Losing interest in food or not feeling hungry can relate to depression, anxiety, or digestive issues but is also linked to lung cancer. One reason this sign is commonly ignored initially is people assume it is due to lack of cooking skills or being too busy. However, loss of appetite combined with weight loss or breathing difficulty should be a red flag, not something ignored or put down to lifestyle factors. Inform your doctor if you seem to be eating less for no explainable reason.

  • Fatigue

Experiencing ongoing fatigue is commonly brushed off as being tired from work, family responsibilities, or aging. But severe, persistent fatigue commonly accompanies lung cancer. This happens due to disruption of energy levels from cancer growth and progression. Feeling abnormally sleepy or lacking energy even after adequate rest could point to underlying health issues like lung cancer. Especially when accompanied by weight loss or breathing troubles, fatigue needs medical evaluation without delay.

  • Finger clubbing

Clubbing refers to the rounding and enlargement of fingertips with loss of the diamond-shaped pattern. It commonly occurs in lung cancer because of chronic low oxygen levels in the blood from lung obstruction. Finger clubbing develops gradually over months and may go unnoticed initially. But inspecting your hands regularly and reporting any morphological changes in finger size to your doctor could catch early lung cancer. This sign is painless but permanently deforming if not addressed promptly.

  • Loss of appetite

Losing interest in food or not feeling hungry enough can simply relate to depression, anxiety or digestive issues but is a red flag when linked to lung cancer. One reason people tend to ignore this sign initially is because they assume it’s due to lack of cooking skills or being too busy. However, loss of appetite combined with weight loss, breathing difficulty or chest pain should not be overlooked. Let your doctor know if you seem to be eating less for no obvious reason.

  • Chest infections

Recurrent chest infections or pneumonia that keep coming back could potentially relate to an underlying lung condition blocking airflow or inflammation like lung cancer. While occasional chest colds are normal, two or more chest infections within a year that respond poorly to antibiotics require investigation of the lung health status. Mention any frequent, persisting chest symptoms to your doctor to rule out lung cancer as a possible cause.

  • Headaches

While headaches have many potential triggers, it’s a warning sign in lung cancer if accompanied by other symptoms. This relates to lung cancer spreading to the brain causing swelling or bleeding. The headaches tend to be severe, persistent, and occur in the morning and worsen as the day progresses. Unusual new-onset headaches along with neurological deficits like vision changes require urgent medical attention.

  • Bone pain

Some people experience unexplained, severe bone pain often in the back, hips or chest. This happens because cancer has metastasized to the bones secondary to lung cancer. While joint and muscle pain has numerous causes, new bone pain that interferes with regular activities or wakes the person at night warrants medical attention combined with other lung-related signs.
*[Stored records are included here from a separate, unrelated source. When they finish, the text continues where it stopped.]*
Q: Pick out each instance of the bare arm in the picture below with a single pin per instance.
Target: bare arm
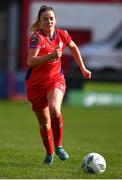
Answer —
(35, 60)
(77, 57)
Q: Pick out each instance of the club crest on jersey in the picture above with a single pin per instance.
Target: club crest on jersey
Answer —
(43, 46)
(61, 45)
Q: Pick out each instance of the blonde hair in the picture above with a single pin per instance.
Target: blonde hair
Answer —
(36, 24)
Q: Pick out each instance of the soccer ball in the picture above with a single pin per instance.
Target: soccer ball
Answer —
(94, 163)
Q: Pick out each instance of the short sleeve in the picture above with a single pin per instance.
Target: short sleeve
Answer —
(34, 41)
(68, 37)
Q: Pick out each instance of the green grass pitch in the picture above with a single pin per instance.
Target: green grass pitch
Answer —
(94, 129)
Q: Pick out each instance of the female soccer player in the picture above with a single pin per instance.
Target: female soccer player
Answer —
(45, 83)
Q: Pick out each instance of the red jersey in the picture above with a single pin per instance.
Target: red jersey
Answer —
(50, 70)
  • Swelling of face and neck

Swelling or puffiness in the face, around the eyes or in the neck region occurs due to lung cancer spreading to adjoining lymph nodes and blocking lymphatic drainage. While swelling due to injury heals quickly, persistent new-onset facial puffiness for over 2 weeks along with breathing issues or chest symptoms is alarming and requires lung cancer screening.

In summary, while a single symptom in isolation may not necessarily indicate lung cancer, ignoring or brushing off combinations of these symptoms could result in delayed diagnosis when cancer has already advanced. Make it a habit to track any new or changing respiratory, chest or neurological symptoms. Do not hesitate to consult a doctor promptly if you experience two or more warning signs mentioned here, especially if accompanied by unexplained weight loss or fatigue. Catching lung cancer early vastly improves chances of cure. Don’t gamble with your health by ignoring your body’s signals.